Probabilmente ti sei trovato in quel momento – seduto di fronte a un amico le cui scelte ti preoccupano, o scorrendo i social e vedendo un post che ti stringe lo stomaco. E da qualche parte nella tua mente, un versetto familiare riaffiora: «Non giudicate». Ma poi un altro pensiero si fa strada: la Bibbia non ci dice forse di parlare la verità? Di confrontare il peccato? Di essere discernenti? Se ti sei mai sentito preso tra l’invito ad amare e quello alla santità, stai ponendo esattamente la domanda giusta. Allora, cosa dice Dio realmente sul giudicare gli altri? La risposta è più ricca, più sfumata e molto più liberante di quanto ci sia stato insegnato.

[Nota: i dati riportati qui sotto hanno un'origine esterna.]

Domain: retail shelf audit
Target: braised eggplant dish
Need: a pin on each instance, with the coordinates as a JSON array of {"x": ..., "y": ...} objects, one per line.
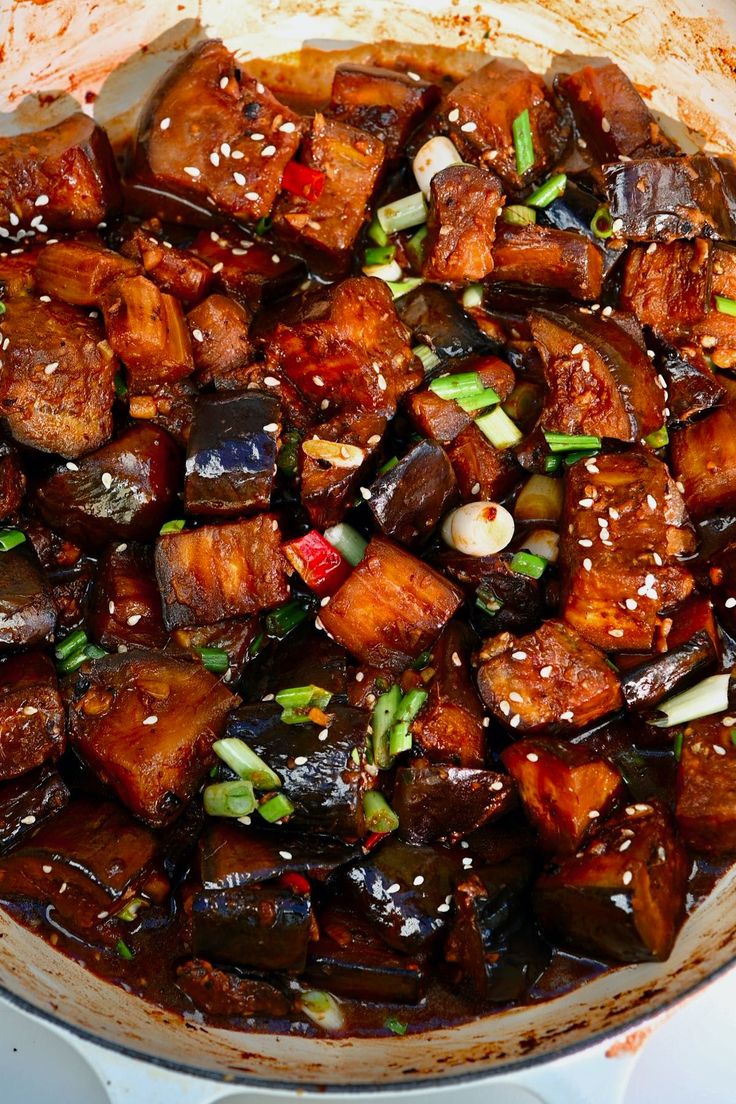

Cosa ha detto Gesù davvero sul giudicare gli altri
Se c’è un versetto della Bibbia che anche le persone che non hanno mai aperto una Bibbia sanno citare, probabilmente è Matteo 7:1. È diventato una sorta di scudo culturale – un modo rapido per chiudere qualsiasi conversazione su ciò che è giusto e sbagliato. Ma quando guardiamo a cosa Gesù ha detto davvero sul giudicare gli altri, scopriamo che non ci stava dicendo di abbandonare ogni ragionamento morale. Ci stava avvertendo contro un tipo specifico di giudizio – quello ipocrita e auto-giustificante che abbatte le persone ignorando la nostra stessa fragilità.
«Non giudicate, perché non siate giudicati; poiché col giudizio con cui giudicherete sarete giudicati e con la misura con cui misurerete sarà misurato a voi. Perché vedi la pagliuzza che è nell’occhio del tuo fratello, ma non ti accorgi della trave che è nel tuo occhio? O come puoi dire al tuo fratello: Lascia che io tolga la pagliuzza dal tuo occhio, mentre ecco, c’è una trave nel tuo occhio? Ipocrita, togli prima la trave dal tuo occhio e allora ci vedrai bene per togliere la pagliuzza dall’occhio del tuo fratello».– Matteo 7:1-5 (NR 2006)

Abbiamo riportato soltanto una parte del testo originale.